The second key focus for metrics is the ability to understand and report on quality-of-service (QoS). Specifically, we need to prove that we have met the service levels offered in the service catalog and guaranteed in the service-level agreement. This means we need a set of metrics that allow us to make this determination both at the tier of service level (as chosen by the consumer from the service catalog) and at the individual bill-paying consumer level. Such metrics typically include availability, performance and backup completions, and sometimes extend to recover-point objectives (RPO) and recover-time objectives (RTO).
The third focus for metrics is the necessity to understand what resources are available and what has been used. The time interval selected for these metrics will vary based on the activity. In a high-activity environment, hourly or even real-time monitoring (with threshold alarms) may be appropriate. In a less-active environment, perhaps daily or even weekly would suffice. In any event, it is prudent to strike upper and lower thresholds on resource usage to trigger escalation alarms. In the longer term, these numbers and trends can be used to predict usage and ensure that purchasing cycles can be initiated in time to meet projected needs. The smaller sample set of an internal private cloud provider may mitigate against an effective supply projection capability compared to public cloud providers with a huge consumer base.
Attention to the issues described in this paper will avoid the embarrassment of losing control over your virtual machines and having a plethora of orphan virtual machines - each potentially claiming 20GB of storage. The ease of creating virtual machines in an organization driven by operational imperatives can result in a situation that has effectively taken resources off the table and hidden them away from future re-use.

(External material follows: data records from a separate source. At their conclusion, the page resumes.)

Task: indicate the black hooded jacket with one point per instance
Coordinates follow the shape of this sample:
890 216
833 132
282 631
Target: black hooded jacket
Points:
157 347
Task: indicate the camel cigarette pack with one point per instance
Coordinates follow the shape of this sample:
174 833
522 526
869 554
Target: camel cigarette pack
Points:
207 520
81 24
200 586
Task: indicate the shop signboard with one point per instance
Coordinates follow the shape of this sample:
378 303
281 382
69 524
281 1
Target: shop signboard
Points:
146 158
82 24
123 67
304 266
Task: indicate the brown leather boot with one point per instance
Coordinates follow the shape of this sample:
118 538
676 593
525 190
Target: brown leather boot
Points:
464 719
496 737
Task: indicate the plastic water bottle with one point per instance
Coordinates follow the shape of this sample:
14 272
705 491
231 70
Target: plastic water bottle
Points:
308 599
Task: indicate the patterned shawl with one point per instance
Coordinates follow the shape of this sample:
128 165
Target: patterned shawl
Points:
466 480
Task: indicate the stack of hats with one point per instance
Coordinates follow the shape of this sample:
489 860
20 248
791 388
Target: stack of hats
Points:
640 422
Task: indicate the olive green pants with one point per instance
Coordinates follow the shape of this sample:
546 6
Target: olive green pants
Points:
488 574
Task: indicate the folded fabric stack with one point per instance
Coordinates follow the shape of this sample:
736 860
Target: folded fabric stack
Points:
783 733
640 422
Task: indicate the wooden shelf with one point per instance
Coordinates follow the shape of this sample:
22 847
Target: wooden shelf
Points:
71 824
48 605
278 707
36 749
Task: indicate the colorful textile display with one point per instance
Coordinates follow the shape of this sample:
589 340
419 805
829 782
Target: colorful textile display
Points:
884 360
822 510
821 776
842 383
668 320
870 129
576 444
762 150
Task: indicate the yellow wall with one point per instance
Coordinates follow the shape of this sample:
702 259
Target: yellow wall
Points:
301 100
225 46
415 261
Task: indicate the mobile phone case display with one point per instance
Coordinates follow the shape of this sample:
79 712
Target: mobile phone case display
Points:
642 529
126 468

It is important to keep in mind that virtualized and automatically provisioned storage can have a significant downside. Unless the storage is provided under a reasonable billing model, little incentive is provided for a cost-conscious use of this resource. While relatively cheap, storage can consume a significant investment in both people and infrastructure. While often related to the water utility model, data is permanently within the environment unless something is done about the data. The water utility provides a product that is consumed and/or discarded. Imagine if we had to keep in our basement every gallon of water we pulled from the faucet. Without the disciplines outlined in this paper, the undisciplined use of storage on demand may drive similar absurdities.
By ensuring that robust backend capabilities are built well ahead of the deployment of internal cloud services, IT can ensure that it can cost-effectively handle the dynamic fluctuations and demands inherent in the consumer-driven resource usage under the internal cloud model.